L’un des exemples les plus marquants de cette rencontre entre cinéma arabe et capitale française demeure le choix de Youssef Chahine d’y tourner des séquences symboliques dans Le Destin. Paris y apparaît comme un écho à la pensée des Lumières, un lieu où s’incarne l’héritage intellectuel qu’il souhaitait défendre. La ville, filmée avec sobriété, devient un prolongement naturel du discours humaniste du réalisateur.
D’autres cinéastes venus du Liban ou de Syrie ont trouvé à Paris un espace pour raconter les trajectoires heurtées de la diaspora. Dans leurs films, les rues de Belleville, les cafés populaires, les marchés cosmopolites ou les bords du canal Saint-Martin composent une cartographie sensible d’une ville habitée par des voix multiples.
Paris y est vibrante, contrastée, parfois mélancolique, toujours profondément humaine.
La capitale joue également un rôle structurant dans certaines productions orientales internationales qui choisissent Paris pour son expertise technique, ses réseaux créatifs et sa tradition d’accueil. Elle devient alors un centre de gravité où les récits liés au Moyen-Orient peuvent s’affirmer et trouver une visibilité mondiale.
Cette dynamique s’étend désormais au cinéma du Golfe, qui explore de nouvelles manières de représenter ses identités en Europe. Plusieurs productions récentes y situent des scènes liées à la mode, à la musique ou à la vie culturelle des diasporas, révélant une génération avide de dialoguer avec le monde à travers les images.

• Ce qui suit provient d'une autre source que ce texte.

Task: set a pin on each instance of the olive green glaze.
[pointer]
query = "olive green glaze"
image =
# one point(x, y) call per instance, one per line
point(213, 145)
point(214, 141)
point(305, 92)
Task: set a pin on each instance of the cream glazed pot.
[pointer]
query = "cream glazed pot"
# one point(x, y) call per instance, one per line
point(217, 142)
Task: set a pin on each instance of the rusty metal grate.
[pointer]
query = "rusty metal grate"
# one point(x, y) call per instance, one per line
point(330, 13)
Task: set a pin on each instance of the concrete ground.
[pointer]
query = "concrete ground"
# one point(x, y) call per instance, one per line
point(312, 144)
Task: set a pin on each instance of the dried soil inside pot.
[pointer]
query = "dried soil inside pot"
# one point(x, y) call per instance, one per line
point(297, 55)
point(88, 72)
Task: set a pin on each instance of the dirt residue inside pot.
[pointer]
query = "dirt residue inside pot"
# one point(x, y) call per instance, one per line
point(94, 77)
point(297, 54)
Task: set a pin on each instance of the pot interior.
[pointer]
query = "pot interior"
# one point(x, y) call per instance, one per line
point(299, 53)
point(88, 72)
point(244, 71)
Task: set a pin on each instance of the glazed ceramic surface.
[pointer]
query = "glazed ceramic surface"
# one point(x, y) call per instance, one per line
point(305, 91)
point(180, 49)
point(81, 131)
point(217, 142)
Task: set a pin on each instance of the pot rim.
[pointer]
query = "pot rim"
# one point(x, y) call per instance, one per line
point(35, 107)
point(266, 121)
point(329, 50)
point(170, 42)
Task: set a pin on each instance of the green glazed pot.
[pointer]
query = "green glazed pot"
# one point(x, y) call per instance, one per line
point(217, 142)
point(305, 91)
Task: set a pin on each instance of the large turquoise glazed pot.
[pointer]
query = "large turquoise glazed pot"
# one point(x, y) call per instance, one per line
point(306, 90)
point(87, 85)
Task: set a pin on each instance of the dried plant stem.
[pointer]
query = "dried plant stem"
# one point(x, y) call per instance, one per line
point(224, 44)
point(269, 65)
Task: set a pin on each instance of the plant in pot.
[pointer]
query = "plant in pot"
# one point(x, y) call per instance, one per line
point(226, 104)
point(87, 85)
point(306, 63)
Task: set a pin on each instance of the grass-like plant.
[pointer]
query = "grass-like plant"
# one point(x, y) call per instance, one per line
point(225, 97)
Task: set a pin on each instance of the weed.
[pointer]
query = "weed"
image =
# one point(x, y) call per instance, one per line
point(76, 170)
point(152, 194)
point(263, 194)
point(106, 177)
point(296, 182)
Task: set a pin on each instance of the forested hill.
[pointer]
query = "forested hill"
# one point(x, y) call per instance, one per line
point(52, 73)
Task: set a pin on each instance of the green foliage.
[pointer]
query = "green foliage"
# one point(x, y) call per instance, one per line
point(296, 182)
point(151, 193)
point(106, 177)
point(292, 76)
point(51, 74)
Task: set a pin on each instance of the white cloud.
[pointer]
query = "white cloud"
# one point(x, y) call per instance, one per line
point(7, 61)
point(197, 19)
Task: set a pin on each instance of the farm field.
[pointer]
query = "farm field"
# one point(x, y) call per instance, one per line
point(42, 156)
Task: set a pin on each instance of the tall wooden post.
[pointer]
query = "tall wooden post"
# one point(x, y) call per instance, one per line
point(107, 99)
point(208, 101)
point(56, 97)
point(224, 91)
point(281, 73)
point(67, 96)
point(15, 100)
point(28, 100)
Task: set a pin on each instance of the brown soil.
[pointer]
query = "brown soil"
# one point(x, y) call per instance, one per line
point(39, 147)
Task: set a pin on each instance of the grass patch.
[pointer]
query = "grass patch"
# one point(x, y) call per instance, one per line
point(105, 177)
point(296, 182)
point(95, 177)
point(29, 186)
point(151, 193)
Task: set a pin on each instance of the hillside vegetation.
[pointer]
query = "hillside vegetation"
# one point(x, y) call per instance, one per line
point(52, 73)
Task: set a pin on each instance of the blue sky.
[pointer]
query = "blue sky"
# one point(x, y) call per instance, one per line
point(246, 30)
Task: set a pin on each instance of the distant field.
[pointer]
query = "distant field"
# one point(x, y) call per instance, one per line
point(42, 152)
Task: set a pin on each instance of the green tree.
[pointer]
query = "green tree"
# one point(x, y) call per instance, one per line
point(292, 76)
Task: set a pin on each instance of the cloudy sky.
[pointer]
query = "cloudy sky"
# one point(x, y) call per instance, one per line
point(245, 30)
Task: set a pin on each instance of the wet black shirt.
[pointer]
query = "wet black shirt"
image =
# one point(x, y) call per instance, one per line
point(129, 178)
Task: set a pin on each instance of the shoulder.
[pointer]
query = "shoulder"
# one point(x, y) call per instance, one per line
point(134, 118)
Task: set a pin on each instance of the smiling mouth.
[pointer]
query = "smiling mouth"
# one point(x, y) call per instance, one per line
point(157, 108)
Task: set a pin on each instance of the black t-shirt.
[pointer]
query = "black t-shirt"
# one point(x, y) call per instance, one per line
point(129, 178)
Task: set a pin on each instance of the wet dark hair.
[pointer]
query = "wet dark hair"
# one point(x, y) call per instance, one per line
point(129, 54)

Au cœur de ce mouvement figure également le film « Taw’am Rouhi », production contemporaine qui accorde à Paris un rôle déterminant. Réunissant Aïcha Ben Ahmed, Hassan El Raddad et Amina Khalil, le film met en scène plusieurs séquences tournées dans la capitale française afin de donner à la romance un souffle particulier.
Dans cette œuvre, Paris devient un espace émotionnel : une ville où les sentiments se révèlent à travers la lumière qui glisse sur la Seine, les ponts qui portent les hésitations des personnages, ou les rues silencieuses qui accompagnent les instants de doute et d’abandon.
La capitale française y apparaît non pas comme une carte postale, mais comme un partenaire invisible du récit, une présence qui intensifie la dimension intime du film.
Ainsi, à travers des approches multiples — politiques, sentimentales, existentielles ou esthétiques — Paris occupe une place singulière dans l’imaginaire cinématographique oriental. Elle est un lieu où l’on se confronte à soi-même, où l’on interroge le passé, où l’on réinvente l’avenir. Une ville où les histoires venues du monde arabe trouvent un écho particulier, parce qu’elle porte en elle une mémoire universelle et une promesse d’ouverture.
Paris n’est pas seulement un décor.
Paris est une lumière, une voix, une scène offerte au monde.
Et le cinéma arabe continue d’y trouver un écrin naturel, à la hauteur de ses ambitions et de sa sensibilité.